Der letzte Konferenztag begann am Mittwoch wieder mit einer kurzen Andacht im Konferenzsaal. Im Anschluss berichtete Rev. Ilona Evers von der aktuellen Entwicklung in der BGJ-D.

Es wurde dann über die nächste ESC gesprochen, Vorschläge wurden gemacht und diskutiert. Letztlich kamen die Versammelten überein, dass die ESC21 in zwei Jahren (2025) in Großbritannien, vorzugsweise in Oxford, stattfinden sollte und dass das Thema „Frieden und Harmonie“ sein sollte.

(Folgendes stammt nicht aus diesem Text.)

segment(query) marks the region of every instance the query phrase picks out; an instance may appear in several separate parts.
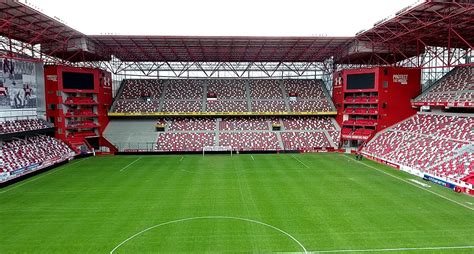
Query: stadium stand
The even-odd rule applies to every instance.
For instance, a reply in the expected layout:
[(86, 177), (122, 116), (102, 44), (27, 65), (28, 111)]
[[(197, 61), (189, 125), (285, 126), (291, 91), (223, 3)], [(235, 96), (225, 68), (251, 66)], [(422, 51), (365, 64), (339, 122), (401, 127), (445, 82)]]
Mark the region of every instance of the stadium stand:
[(456, 67), (413, 100), (415, 105), (474, 107), (474, 67)]
[(253, 112), (284, 112), (288, 111), (285, 102), (282, 100), (276, 101), (252, 101)]
[(207, 101), (207, 112), (248, 112), (247, 101), (237, 100), (215, 100)]
[[(111, 112), (335, 111), (324, 89), (321, 80), (132, 79), (122, 82)], [(295, 93), (296, 100), (290, 100), (289, 93)]]
[(202, 151), (204, 146), (214, 145), (215, 135), (204, 132), (160, 133), (157, 151)]
[(3, 143), (2, 154), (3, 172), (14, 172), (65, 160), (72, 156), (73, 151), (56, 138), (32, 136)]
[[(200, 112), (202, 101), (165, 100), (163, 112)], [(157, 111), (157, 110), (155, 110)]]
[(215, 93), (218, 99), (246, 99), (246, 82), (235, 79), (209, 81), (208, 92)]
[(203, 96), (203, 81), (196, 79), (175, 79), (167, 84), (166, 99), (201, 99)]
[(460, 180), (473, 172), (473, 128), (472, 116), (420, 113), (378, 134), (363, 152)]
[(119, 113), (157, 112), (159, 106), (156, 101), (119, 100), (114, 110)]
[(155, 79), (127, 79), (123, 84), (120, 99), (159, 99), (163, 93), (163, 82)]
[[(337, 148), (339, 143), (338, 127), (329, 117), (163, 118), (159, 123), (165, 131), (158, 133), (153, 129), (156, 122), (112, 119), (104, 136), (121, 150), (166, 152), (200, 151), (212, 145), (241, 151), (315, 150)], [(274, 124), (282, 129), (272, 131)], [(155, 147), (147, 146), (152, 142)]]
[(51, 125), (41, 119), (24, 119), (0, 122), (0, 134), (10, 134), (47, 128), (51, 128)]
[(249, 87), (252, 99), (283, 99), (283, 90), (278, 80), (250, 80)]

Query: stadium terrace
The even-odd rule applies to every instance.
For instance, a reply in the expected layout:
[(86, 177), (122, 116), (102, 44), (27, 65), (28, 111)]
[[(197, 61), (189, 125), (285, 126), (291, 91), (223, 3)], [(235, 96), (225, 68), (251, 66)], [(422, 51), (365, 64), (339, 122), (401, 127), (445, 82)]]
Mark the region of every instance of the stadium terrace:
[(473, 46), (472, 1), (346, 37), (1, 1), (0, 253), (473, 253)]

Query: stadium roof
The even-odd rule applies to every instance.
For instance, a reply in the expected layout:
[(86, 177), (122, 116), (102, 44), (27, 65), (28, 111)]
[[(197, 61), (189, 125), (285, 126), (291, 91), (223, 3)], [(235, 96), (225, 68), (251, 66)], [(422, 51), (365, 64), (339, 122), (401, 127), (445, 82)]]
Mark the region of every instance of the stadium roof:
[(321, 62), (351, 37), (91, 36), (123, 61)]
[(41, 44), (67, 61), (320, 62), (389, 64), (425, 46), (471, 49), (472, 1), (425, 1), (354, 37), (219, 37), (85, 35), (17, 0), (0, 2), (0, 35)]

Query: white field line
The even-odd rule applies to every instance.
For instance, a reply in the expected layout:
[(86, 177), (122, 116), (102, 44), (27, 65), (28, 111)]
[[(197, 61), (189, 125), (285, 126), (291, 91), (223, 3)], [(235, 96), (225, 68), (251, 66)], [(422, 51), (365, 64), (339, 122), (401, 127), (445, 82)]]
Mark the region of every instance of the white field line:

Im Anschluss überreichten mir Rev. Kuwahara-Sensei und Rev. Umezu-Sensei mein Zertifikat welches die erfolgreiche Teilnahme am Jodo Shinshu Correspondence Course (JSCC) bestätigte – ein bisschen Werbung für den Online-Kurs kann halt nicht schaden.

Die beiden letzten Vorträge hielten:

  • Markus Rüsch zum Thema „Jodo Shinshu-Praxis in Süd-Kyushu und ihre Bedeutung für die Definition von Jodo Shinshu-Orthodoxy“, sowie
  • Rev. Ducor-Sensei über die „Resultate des Nenbutsu“.

Rev. Matsumaru-Senei dankte in seinem Schlusswort allen Vortragenden, Unterstützern und Teilnehmern, wünschte gute Heimreisen und sagte „Auf Wiedersehen!“.

Die ESC20 hat mir sehr gut gefallen. Es war erst meine zweite ESC, aber trotzdem tat es sehr gut und war schön, vielen Leute wieder zu begegnen, die man das letzte Mal vor der Pandemie, bei der ESC19 in Southampton oder bei den jährlichen Hoonko-Seminaren in EKO-Haus das letzte Mal gesehen hatte. Auch einigen Dharma-Freunde, mit denen ich schon seit Monaten und Jahren online Andachten halte und über die Lehren Buddhas spreche, bin ich zum ersten Mal oder seit Jahren wieder „live“ begegnet – wunderbar! Einiges habe ich aus den Vorträgen gelernt und mitgenommen, habe Inspirationen für kommende Reisen erhalten, aber auch viele interessante Dinge und Aspekte des Dharmas in den Gesprächen zwischendurch und „am Rande“ erfahren. Es tut gut, live mit so vielen Dharma-Freunden Andacht zu halten. Das gemeinsame Rezitieren der gängigen Andachts-Texte, insbesondere des Shoshinge bei der Jubiläumsandacht aber auch des Junirai am letzten Morgen erzeugten bei mir wirklich „Gänsehaut-Feeling“. Ich freue mich schon auf das Hoonko-Seminar im kommenden November (das Hotel ist gebucht!), welches sich immer wie eine „kleine ESC“ anfühlt und natürlich noch mehr auf die ESC21 in zwei Jahren in Oxford!